Selten hält ein Panikzustand den ganzen Tag an. Angst vor einer Panikattacke kann Dauer und Intensität verstärken. Meidest du Situationen oder Aktivitäten, die bei dir in der Vergangenheit Panikgefühle ausgelöst haben, sorgst du damit für die Aufrechterhaltung von Panikattacken. Das Vermeidungsverhalten führt dazu, dass die Panik stärker wird. Willst du Panikanfälle bewältigen, ist es wichtig, dass du dich deinen Ängsten stellst!

Panikattacke Soforthilfe: 5 wirksame Tipps

Eine Panikattacke – was tun? Spürst du, wie panikartige Gefühle in dir hochsteigen, dann zögere nicht, sondern handle sofort! Nutze diese 5 wirksamen Tipps.

  1. Selbstreflexion
  2. Ruhe bewahren
  3. Atemtechnik anwenden
  4. Wasser trinken
  5. sich selbst Mut zusprechen

Spüre in dich hinein. Wie fühlst du dich? Analysiere die Situation. Ein bedrohliches Szenario verliert seinen Schrecken, wenn du feststellst, dass die Panikgefühle nicht mit der Wirklichkeit übereinstimmen. Bewahre Ruhe. Wende die Atemtechnik an, atme bewusst und konzentriere dich auf deine Atmung.

Trink einen Schluck Wasser. Das Trinken von Wasser hilft gegen innere Unruhe. Bei Dehydrierung wird im Körper Kortisol freigesetzt. Das Stresshormon signalisiert dem Organismus, dass er sich in höchster Gefahr befindet.
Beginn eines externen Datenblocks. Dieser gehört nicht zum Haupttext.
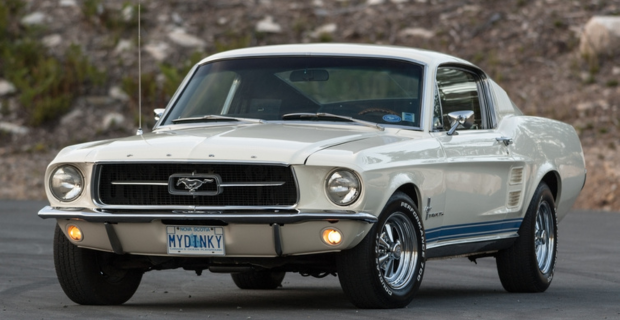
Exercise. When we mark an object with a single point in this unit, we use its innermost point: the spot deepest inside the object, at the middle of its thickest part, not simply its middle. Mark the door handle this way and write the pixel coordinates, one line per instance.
(507, 141)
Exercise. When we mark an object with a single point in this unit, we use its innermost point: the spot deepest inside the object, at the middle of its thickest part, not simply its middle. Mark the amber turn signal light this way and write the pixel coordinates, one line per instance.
(332, 236)
(75, 233)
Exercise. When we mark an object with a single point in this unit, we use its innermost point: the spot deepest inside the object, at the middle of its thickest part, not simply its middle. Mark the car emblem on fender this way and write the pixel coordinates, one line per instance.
(195, 184)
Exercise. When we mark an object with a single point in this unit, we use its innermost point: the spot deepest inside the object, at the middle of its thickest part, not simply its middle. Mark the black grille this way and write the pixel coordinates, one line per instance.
(159, 195)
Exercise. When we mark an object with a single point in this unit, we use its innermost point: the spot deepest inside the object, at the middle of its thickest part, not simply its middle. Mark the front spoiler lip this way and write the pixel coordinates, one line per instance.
(246, 218)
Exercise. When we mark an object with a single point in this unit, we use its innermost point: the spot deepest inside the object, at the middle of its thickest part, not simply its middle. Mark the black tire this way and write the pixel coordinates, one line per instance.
(261, 280)
(528, 265)
(365, 279)
(88, 277)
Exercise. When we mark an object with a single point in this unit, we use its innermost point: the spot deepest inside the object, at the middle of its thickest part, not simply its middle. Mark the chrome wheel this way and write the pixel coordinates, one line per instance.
(397, 251)
(544, 240)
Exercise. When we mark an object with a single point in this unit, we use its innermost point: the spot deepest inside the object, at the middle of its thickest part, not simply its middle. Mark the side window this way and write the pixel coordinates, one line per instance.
(458, 91)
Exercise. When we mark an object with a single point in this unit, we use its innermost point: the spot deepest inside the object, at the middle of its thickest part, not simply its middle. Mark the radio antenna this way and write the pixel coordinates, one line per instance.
(139, 132)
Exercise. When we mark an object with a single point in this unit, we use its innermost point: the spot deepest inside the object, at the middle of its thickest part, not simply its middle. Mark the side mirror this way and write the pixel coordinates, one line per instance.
(158, 113)
(464, 118)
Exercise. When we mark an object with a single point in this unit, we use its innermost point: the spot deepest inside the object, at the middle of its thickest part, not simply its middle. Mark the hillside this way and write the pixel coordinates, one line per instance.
(530, 47)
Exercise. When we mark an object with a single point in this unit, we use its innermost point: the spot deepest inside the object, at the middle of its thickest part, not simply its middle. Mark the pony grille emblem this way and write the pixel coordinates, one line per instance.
(195, 184)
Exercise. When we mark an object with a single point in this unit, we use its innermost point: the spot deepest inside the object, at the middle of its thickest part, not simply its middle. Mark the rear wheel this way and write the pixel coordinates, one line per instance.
(262, 280)
(385, 270)
(89, 277)
(528, 265)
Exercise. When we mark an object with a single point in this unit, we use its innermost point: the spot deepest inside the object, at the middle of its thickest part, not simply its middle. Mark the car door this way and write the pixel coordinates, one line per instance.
(478, 164)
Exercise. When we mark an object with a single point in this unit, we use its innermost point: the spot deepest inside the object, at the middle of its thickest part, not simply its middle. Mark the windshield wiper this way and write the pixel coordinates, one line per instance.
(212, 117)
(319, 115)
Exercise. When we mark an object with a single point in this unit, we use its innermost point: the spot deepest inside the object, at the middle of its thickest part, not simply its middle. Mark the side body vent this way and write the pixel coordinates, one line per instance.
(516, 175)
(514, 198)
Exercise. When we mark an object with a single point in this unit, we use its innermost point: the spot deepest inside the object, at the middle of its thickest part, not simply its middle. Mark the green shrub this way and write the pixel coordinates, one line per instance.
(46, 85)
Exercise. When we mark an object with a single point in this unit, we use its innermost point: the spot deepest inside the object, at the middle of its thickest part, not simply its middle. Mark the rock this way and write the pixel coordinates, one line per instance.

Sprich dir selbst Mut zu. Verwende ein Mut machendes Mantra, wie „ich schaffe das“, um Panikgefühle zu vertreiben.

Fazit

Eine Panikattacke kann jederzeit auftreten. Die Gründe für Panikanfälle sind vielfältig. Es gibt allerdings wirksame Maßnahmen, die bereits bei den ersten Panikattacke-Anzeichen hilfreich sind.

Mit unseren Tipps überwindest du leichte Panikgefühle. Bei regelmäßig wiederkehrenden Panikzuständen haben sich die Verhaltenstherapie, Konfrontationstherapie sowie weitere psychologische Methoden als hilfreich erwiesen. Die Panikattacke ist eine Form übersteigerter Angst, die mit geeigneter Vorgehensweise gut zu bewältigen ist.

Regelmäßiges Meditieren ist übrigens eine wunderbare Methode, um in dir mehr Ruhe einkehren zu lassen. Meditation ist sowohl ein wirksames Mittel zur Bewältigung von Panikattacken, sei es, wenn du dich gerade in einer solchen befindest, als auch, um dein Stressniveau zu senken und die Wahrscheinlichkeit zu verringern, dass es überhaupt zu einer Panikattacke kommt.

Wenn du Meditationen als ein Ritual in deinen Alltag integrierst, wirst du schon schnell merken, wie die Angst mehr und mehr ihre Wirkung verliert! Wenn du dich ganz für diese Erfahrung öffnest, wirst du ebenso bemerken, wie das Problem, dem du einst so eine große Bedeutung geschenkt hast, plötzlich nichtig und klein wird.